ASET Colloquium

Scheduling in Hard Real Time Systems: The Response Time Approach

by Prof. Paritosh Pandya (Former Dean, STCS, TIFR, Mumbai)

Friday, July 9, 2021 from to (Asia/Kolkata)
at Online ( https://zoom.us/j/91427966752 )
Description
Operating systems such as windows and Linux coordinate the execution of hundreds of concurrent tasks by dynamically assigning shared resources such as CPU and memory to them. In real-time systems, tasks are typically periodic, following repeated execution of a sense-compute-actuate cycle for each task type. There are stringent deadlines on how soon each invocation of a task must be completed. The operating system can interrupt the computation of one task to give the CPU to another task to ensure the meeting of deadlines of all tasks. Such adequate scheduling is a critical requirement for sensitive applications like aerospace and reactor control. 

The classical model of Hard Real Systems with priority-based preemptive scheduling was defined and analysed by Liu and Layland in their paper in 1973. It posed two questions: (a) how to assign priorities to tasks (priority assignment), and (b) how to check that all the deadlines are met under a given priority assignment (feasibility). An exact solution to the feasibility question was proposed in a paper from TIFR in 1986. The solution involved characterising the worst-case response time of a task using a recursive equation, and a method for solving this equation. This response time approach has, since then, found wide applicability and it has been generalised to much more complex situations involving dependencies and locking between tasks with priority inheritance, and multi-processor executions. 
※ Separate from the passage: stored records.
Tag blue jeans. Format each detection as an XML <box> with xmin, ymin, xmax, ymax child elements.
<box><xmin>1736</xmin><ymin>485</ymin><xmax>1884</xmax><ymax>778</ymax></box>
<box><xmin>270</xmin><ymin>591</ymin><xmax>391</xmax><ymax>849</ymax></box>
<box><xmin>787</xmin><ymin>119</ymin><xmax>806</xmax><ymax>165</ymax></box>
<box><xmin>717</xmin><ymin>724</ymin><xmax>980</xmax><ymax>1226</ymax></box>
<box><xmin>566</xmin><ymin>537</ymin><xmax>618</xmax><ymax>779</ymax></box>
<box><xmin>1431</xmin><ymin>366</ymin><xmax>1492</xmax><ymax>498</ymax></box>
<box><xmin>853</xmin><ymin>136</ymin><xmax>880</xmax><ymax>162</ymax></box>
Very recently, some of these works were recognized for their continued impact by conferring the inaugural “test of time award” to 4 papers by the IEEE technical committee on real-time systems. This talk gives a retrospective on these papers and their continued impact on the field of real-time scheduling.

About the Speaker:

Paritosh Pandya is a computer scientist whose areas of interest include logic, automata, mathematics of program construction and embedded systems. He is a retired professor and former Dean of the School of Technology and Computer Science at the Tata Institute of Fundamental Research (TIFR). He is currently an adjunct professor in the computer science department at IIT Bombay. Paritosh Pandya did his B.Tech in Electronics at M. S. University, Baroda, M.Tech in Computer Science at IIT Kanpur and PhD in Computer Science at TIFR. He has worked as a research officer in Oxford University Computing Laboratory under Prof C.A.R. Hoare and also as a visiting scientist at the United Nation University's International Institute of Software Technology in Macau. Paritosh Pandya loves Indian classical music and he is trying to teach the same to his computer.